Pain X Frequency
Sometimes, when my clients look over a process that could be improved, it is difficult to tell exactly where their bottleneck is located. I use 2 or 3 tools to identify the bottleneck constraint.
The first tool is simply looking for the biggest pile of raw material or work-in-process inventory… this includes looking for the biggest electronic or paper “inbox” as well! This pile of inventory (or information) is waiting for the bottleneck constraint to process it! If the senior managers aren’t sure (or don’t want to be implicated) ask 3 or 4 first line supervisors where they always have to go to get the information, materials, supplies (or safety solutions) to do their jobs…. This method is as good as a bloodhound at tracking down the bottlenecks! (Be advised that sometimes the bottlenecks wear Gucci’s… or boots!)
A second simple tool I have used is to log “backflows” in a process. A backflow occurs when a first-line supervisor or a manager has to go on a “treasure hunt” looking for some piece of material, supply or information that SHOULD have flowed their way but did not. The initial purpose is not to fix the backflow so much as it is to sample and capture a snapshot of what is really going on in the process.
Essentially, the manager creates a log form with the following column headings:
- Date (say, YYMMDD so that they sort nicely in a spreadsheet.)
- Code (or Codes) for the Department(s) where the incident occurred
- Initials of the person logging the incident
- Brief Description
Then the manager or some designee simply logs the incidents.

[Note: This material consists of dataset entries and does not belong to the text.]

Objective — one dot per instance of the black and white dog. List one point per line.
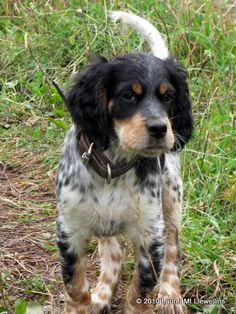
(119, 173)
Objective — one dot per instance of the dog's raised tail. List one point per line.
(147, 30)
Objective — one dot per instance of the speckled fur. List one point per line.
(134, 105)
(88, 206)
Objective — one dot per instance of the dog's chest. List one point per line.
(97, 207)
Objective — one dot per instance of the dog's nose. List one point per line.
(157, 129)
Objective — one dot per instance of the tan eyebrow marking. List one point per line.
(163, 88)
(137, 88)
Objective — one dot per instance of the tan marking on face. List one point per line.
(137, 88)
(163, 88)
(132, 132)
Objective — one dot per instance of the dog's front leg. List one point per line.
(77, 295)
(148, 266)
(169, 280)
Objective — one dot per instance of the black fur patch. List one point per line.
(88, 99)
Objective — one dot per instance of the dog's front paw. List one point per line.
(100, 303)
(171, 309)
(170, 305)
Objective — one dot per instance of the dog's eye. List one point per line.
(128, 96)
(167, 97)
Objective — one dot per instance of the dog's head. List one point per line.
(139, 99)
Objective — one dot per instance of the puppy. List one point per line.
(119, 173)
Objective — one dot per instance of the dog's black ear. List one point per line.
(87, 102)
(181, 115)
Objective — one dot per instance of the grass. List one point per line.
(41, 41)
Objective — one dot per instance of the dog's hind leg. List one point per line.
(111, 262)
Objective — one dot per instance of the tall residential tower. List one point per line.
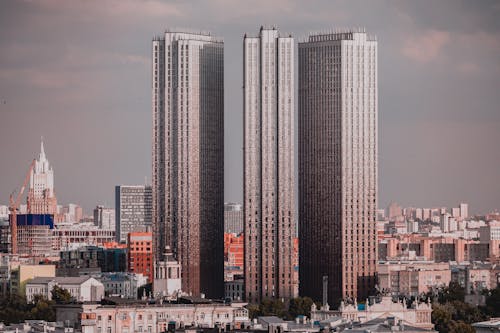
(41, 196)
(338, 165)
(188, 157)
(269, 210)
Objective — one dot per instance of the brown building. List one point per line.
(338, 165)
(188, 157)
(140, 253)
(269, 181)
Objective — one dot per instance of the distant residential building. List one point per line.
(338, 110)
(235, 289)
(167, 276)
(233, 251)
(84, 233)
(417, 317)
(153, 318)
(4, 235)
(91, 260)
(269, 177)
(104, 218)
(233, 218)
(412, 278)
(41, 195)
(464, 211)
(188, 156)
(122, 284)
(134, 208)
(140, 254)
(34, 234)
(82, 289)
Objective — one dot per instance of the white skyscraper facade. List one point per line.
(338, 164)
(188, 157)
(269, 210)
(41, 195)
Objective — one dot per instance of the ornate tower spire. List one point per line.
(42, 150)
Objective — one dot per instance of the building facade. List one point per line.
(133, 210)
(338, 164)
(104, 218)
(41, 195)
(188, 156)
(140, 254)
(233, 218)
(82, 289)
(269, 196)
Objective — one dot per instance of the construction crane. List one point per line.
(14, 207)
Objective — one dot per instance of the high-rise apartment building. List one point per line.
(133, 210)
(338, 165)
(233, 218)
(104, 217)
(269, 210)
(140, 254)
(188, 157)
(41, 196)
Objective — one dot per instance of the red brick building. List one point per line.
(140, 253)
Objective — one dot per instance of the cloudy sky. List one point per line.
(78, 74)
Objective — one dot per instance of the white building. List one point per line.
(41, 195)
(269, 181)
(133, 210)
(82, 289)
(104, 218)
(418, 316)
(167, 276)
(338, 126)
(122, 284)
(154, 318)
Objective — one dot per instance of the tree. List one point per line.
(492, 307)
(300, 306)
(61, 295)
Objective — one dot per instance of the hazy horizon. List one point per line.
(78, 74)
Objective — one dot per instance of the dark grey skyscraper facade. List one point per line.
(188, 157)
(338, 165)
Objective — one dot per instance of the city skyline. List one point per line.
(438, 146)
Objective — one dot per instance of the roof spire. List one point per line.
(42, 150)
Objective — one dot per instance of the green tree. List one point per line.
(300, 306)
(43, 309)
(61, 295)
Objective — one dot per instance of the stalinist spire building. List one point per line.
(41, 195)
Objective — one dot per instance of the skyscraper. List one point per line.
(269, 215)
(188, 157)
(233, 218)
(41, 196)
(338, 164)
(133, 204)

Tip: You might lay this log form out in Landscape format (the wide way) to provide more room for the Brief Description to stay on one line. (Here is a Back Flow Incident Log Excel File (MS-Excel, 14kb) .
There are two kinds of pain in this sort of system.
- Problems which are a little bit of pain and happen all the time. They are the ones that are so inconsequential for the moment that they never justify fixing them.
- Problems which are infrequent… but produce a large amount of pain! These, on the other hand, are so infrequent as to not justify fixing them.
You can’t go after all of the backflow problems at the same time! However, a simple method of evaluating which of these you should go after first starts with recording how frequently each type of pain occurs, say, number of times per week or month… or shift. Just be consistent with the frequency interval across the whole list.
Next, code how much pain each of them causes, say, on a scale of 1-10. Don’t worry about if you are getting the weighting correct. After you go through 2 or 3 dozen of these items, you will get a very good feel for their relative pain and thence their coding! Simply spend 2-3 minutes and go back and update any errant earlier coding. All of my clients who have used this method go through this learning curve. It is pretty straight forward.
Then, for each item, multiply pain x frequency and sort the list in descending order by this product: with the large numbers at the top. As you look at the event log over the course of 3 to 10 days, the high-volume items pop out at you with big red flashing pain. Take the biggest one… and eliminate it…!
The third tool is introduced in the AVIT Flow Modules document and has to do with process flows being organized into four different types of modules. The point of recognizing the structure is to know where to place the control point in your process. Or, in other words, design the system so the control point IS the bottleneck point.